So weit ich weiß, ist das mit einer Radversicherung im Ausland ehr schwierig. Dadurch, dass im Ausland ein erhöhtes Risiko besteht, wird es wohl er schwer werden von der Versicherung einen Cent erstattet zu bekommen.


----------



## MTB-News.de




----------



## Scalpel3000 (28. November 2011)

Tobi555 schrieb:


> Hätte da mal eine Frage an die Geschädigten.
> Wurden eure Räder von einer Hotelversicherung etc. wieder erstattet? Und wenn ja, wie lange hat das in etwa gedauert?
> Hintergrund ist das hier.
> 
> ...



NEIN....bei mir nicht.
2005 im Hotel Garden am Ledro See, trotz sofortiger Anzeige bei der örtlichen POLIZEI gab es NIX...!!

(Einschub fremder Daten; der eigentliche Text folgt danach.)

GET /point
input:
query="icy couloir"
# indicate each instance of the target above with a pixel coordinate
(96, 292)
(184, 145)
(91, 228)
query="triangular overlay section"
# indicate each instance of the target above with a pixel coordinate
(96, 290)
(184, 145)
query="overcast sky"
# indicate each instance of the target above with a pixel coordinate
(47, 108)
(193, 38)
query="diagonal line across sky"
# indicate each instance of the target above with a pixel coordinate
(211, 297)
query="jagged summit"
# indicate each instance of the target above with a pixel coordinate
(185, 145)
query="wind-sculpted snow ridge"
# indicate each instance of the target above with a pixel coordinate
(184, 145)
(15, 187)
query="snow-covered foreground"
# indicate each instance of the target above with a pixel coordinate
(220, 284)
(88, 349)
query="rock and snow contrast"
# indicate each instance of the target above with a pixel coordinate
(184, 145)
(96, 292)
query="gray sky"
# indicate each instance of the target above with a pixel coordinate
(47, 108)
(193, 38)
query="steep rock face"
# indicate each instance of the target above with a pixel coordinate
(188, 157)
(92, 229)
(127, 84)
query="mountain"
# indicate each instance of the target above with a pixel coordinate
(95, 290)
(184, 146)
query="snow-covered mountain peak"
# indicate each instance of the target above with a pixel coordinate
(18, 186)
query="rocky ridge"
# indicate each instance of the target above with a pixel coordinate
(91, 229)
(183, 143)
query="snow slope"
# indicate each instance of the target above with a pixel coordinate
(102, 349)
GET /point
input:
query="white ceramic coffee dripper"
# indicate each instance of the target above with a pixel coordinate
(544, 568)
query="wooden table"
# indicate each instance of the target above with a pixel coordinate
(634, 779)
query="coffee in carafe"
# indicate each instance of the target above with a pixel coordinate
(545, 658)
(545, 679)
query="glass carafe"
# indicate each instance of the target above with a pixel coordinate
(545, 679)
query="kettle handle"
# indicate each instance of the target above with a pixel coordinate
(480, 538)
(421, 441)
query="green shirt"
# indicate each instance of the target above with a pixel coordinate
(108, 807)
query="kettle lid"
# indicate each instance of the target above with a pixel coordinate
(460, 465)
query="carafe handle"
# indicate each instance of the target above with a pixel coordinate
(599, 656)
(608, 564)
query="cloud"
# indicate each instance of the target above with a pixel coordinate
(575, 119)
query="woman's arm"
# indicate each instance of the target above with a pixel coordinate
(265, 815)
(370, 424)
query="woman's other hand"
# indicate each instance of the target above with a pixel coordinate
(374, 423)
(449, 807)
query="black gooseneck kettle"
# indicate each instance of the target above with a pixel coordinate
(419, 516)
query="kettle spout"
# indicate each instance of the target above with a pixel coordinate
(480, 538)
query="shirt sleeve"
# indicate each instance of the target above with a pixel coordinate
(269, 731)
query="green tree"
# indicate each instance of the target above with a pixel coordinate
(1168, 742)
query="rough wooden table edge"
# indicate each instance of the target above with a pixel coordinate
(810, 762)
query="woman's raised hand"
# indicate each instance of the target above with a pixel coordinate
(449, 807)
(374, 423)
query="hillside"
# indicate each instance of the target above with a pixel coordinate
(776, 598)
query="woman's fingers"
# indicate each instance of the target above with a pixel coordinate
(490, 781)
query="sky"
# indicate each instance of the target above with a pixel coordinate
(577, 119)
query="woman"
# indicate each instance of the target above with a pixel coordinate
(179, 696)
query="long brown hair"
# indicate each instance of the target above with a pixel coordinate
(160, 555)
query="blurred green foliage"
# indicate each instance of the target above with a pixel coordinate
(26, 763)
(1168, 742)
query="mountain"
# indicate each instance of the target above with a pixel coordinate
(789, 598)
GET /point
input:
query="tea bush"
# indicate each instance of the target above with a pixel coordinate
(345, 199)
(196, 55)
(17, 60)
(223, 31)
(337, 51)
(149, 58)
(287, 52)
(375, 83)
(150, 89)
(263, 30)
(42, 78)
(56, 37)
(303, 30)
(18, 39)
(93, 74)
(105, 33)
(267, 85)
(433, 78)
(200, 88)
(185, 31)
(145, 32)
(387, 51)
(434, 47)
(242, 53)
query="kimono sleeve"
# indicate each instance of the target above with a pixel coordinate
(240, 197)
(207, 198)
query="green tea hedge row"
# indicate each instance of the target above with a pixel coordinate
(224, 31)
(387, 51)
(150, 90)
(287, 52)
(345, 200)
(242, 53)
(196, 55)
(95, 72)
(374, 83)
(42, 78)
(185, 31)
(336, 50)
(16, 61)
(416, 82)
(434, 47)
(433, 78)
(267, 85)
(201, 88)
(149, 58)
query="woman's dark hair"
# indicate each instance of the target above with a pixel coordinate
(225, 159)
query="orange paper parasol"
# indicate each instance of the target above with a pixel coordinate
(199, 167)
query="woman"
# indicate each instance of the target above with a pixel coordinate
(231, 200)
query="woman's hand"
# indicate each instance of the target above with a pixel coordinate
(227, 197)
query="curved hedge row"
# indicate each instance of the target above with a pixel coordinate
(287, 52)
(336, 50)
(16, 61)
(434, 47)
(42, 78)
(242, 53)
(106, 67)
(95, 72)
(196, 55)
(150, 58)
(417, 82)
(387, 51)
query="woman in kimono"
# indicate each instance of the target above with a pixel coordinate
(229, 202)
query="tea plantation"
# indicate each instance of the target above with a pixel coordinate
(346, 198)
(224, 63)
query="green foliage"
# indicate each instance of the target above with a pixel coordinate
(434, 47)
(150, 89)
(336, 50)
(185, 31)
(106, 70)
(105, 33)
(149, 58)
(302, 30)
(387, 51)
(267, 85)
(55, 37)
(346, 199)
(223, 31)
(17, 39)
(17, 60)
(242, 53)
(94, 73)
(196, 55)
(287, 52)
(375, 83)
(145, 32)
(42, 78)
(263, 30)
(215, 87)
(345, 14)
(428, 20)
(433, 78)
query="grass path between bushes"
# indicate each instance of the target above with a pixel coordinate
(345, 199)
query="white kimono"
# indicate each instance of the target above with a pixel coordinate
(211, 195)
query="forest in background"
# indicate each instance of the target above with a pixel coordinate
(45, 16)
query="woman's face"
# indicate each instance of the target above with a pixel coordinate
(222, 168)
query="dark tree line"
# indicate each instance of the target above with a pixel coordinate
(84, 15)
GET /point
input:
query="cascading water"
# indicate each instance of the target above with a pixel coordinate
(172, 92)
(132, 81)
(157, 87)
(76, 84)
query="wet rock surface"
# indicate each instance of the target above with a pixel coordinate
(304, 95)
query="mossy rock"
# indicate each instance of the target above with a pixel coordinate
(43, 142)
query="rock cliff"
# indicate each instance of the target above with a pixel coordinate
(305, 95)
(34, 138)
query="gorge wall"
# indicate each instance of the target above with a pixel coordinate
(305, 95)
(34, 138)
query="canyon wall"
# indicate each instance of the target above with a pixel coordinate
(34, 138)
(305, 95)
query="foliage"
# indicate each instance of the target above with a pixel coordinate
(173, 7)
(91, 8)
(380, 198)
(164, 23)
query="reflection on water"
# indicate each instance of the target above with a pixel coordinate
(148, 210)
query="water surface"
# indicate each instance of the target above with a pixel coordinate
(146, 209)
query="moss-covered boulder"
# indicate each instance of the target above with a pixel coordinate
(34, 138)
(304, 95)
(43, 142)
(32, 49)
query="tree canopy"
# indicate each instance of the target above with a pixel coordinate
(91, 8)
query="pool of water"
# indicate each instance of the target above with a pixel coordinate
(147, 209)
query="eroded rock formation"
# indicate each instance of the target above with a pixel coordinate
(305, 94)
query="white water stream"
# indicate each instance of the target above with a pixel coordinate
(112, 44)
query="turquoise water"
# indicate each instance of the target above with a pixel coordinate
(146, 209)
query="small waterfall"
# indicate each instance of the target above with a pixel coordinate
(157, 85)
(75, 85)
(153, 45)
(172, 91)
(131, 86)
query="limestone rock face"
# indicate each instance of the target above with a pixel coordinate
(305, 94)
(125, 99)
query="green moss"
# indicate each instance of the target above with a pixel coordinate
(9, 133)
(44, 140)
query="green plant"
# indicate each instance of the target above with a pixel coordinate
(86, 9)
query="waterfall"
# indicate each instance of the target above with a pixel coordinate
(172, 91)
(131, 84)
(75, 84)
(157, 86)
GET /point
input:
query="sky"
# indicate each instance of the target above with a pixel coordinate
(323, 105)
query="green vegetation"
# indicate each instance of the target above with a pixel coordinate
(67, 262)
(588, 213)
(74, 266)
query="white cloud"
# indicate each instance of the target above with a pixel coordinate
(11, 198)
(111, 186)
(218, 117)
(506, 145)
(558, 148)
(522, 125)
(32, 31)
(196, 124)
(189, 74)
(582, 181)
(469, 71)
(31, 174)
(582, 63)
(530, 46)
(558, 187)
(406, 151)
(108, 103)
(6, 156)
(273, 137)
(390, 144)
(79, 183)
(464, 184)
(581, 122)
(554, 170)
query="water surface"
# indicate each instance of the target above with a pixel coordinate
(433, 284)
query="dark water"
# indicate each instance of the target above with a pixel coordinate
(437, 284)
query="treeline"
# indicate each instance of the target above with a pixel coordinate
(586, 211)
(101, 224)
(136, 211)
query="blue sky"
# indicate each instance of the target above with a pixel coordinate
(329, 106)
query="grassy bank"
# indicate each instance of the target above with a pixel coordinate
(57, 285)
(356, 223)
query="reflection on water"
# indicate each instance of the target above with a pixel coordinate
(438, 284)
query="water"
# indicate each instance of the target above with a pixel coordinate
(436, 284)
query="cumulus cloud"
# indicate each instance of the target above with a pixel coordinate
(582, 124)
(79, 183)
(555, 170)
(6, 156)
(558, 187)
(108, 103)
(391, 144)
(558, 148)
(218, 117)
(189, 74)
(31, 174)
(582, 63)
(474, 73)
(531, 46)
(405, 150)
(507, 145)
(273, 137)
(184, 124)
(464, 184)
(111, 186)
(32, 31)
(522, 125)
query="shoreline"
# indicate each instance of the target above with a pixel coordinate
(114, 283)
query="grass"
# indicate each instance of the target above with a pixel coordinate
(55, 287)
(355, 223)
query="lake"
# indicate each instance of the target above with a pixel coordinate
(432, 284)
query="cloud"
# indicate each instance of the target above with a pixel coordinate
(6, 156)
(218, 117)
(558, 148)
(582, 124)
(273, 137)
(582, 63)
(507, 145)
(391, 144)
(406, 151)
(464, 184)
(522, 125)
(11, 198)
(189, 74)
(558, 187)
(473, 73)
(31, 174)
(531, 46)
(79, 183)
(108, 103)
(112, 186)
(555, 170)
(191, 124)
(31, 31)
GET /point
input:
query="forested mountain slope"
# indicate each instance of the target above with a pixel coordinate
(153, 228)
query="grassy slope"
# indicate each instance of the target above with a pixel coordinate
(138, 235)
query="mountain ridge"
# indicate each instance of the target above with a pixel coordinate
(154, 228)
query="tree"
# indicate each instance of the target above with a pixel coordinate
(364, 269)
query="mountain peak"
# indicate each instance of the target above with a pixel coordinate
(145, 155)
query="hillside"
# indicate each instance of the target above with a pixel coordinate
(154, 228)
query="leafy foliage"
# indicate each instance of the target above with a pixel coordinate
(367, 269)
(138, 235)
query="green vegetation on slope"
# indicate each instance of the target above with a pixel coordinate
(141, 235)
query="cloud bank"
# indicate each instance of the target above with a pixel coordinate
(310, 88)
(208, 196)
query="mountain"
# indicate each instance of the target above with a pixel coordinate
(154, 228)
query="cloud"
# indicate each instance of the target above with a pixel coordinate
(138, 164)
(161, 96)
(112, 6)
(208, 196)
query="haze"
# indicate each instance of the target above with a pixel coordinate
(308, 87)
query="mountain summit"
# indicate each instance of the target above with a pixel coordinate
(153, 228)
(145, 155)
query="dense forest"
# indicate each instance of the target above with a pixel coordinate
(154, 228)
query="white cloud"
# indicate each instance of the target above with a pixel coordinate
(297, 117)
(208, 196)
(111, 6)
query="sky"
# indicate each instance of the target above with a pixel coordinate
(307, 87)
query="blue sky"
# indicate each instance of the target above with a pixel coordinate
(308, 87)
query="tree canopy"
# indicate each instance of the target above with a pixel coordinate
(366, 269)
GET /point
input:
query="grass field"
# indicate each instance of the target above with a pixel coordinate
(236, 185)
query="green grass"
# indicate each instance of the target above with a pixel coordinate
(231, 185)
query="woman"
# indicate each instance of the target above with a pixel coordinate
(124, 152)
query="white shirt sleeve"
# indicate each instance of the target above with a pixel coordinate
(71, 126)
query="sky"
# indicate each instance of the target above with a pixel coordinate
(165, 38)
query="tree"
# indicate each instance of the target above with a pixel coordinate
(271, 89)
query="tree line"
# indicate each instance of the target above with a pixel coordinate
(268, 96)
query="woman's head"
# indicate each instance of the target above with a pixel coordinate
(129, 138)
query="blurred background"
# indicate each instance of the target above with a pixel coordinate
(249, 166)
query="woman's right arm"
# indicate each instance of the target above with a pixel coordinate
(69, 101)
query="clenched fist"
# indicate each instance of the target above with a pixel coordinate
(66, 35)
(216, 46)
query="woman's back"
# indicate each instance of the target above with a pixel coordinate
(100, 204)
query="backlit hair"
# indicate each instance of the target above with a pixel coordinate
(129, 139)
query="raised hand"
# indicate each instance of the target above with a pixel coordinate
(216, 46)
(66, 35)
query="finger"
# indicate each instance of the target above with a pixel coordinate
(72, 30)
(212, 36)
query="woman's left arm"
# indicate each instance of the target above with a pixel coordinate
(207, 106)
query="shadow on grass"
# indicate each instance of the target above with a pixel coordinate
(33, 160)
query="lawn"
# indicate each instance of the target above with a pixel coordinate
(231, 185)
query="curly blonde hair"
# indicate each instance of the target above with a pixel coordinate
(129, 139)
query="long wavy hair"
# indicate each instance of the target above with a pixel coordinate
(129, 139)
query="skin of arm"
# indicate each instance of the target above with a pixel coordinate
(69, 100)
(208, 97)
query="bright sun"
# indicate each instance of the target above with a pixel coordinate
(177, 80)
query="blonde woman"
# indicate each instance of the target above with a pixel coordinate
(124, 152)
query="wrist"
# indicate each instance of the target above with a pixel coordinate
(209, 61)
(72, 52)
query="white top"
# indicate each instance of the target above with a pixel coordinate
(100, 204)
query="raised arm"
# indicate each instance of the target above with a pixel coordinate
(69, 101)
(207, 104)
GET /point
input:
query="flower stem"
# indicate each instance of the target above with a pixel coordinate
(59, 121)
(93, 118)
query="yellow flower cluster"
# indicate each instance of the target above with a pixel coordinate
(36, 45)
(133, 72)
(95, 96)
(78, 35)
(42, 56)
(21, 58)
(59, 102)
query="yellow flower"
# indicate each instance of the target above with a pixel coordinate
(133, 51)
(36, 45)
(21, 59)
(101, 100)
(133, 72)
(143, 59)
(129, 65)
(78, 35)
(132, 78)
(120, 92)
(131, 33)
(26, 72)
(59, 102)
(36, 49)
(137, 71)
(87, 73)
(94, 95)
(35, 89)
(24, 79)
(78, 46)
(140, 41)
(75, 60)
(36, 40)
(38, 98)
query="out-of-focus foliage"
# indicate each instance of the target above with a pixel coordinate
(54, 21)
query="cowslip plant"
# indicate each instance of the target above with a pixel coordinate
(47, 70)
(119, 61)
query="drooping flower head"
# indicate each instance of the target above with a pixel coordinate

Ich denke, nirgendwo werden mehr hochwertige Raddiebstähle verzeichnet als am Gardasee..!!

Rätsel...wo bleibt das ganze geklemmte Zeug..??

Taucht etwas wieder auf...??

wer hat z.b. sein Rad oder auch Teile irgendwann mal wieder entdeckt..??

GPS wäre da sehr GUT..!!


----------



## Tobi555 (28. November 2011)

fredirk schrieb:


> So weit ich weiß, ist das mit einer Radversicherung im Ausland ehr schwierig. Dadurch, dass im Ausland ein erhöhtes Risiko besteht, wird es wohl er schwer werden von der Versicherung einen Cent erstattet zu bekommen.


 

Ich streite da aktuell noch mit dem Hotel bzw. dessen Versicherung. In Italien gibt es so einen Artikel:
Laut Art. 1783 des italienischen ZGB:
Haftet der Gastwirt für alle Schäden infolge von Beschädigung, Zerstörung und Verlust von Sachen, welche von einem im Hotel abgestiegenen Gast eingebracht wurden, der dort eine Unterkunft zur Verfügung hat.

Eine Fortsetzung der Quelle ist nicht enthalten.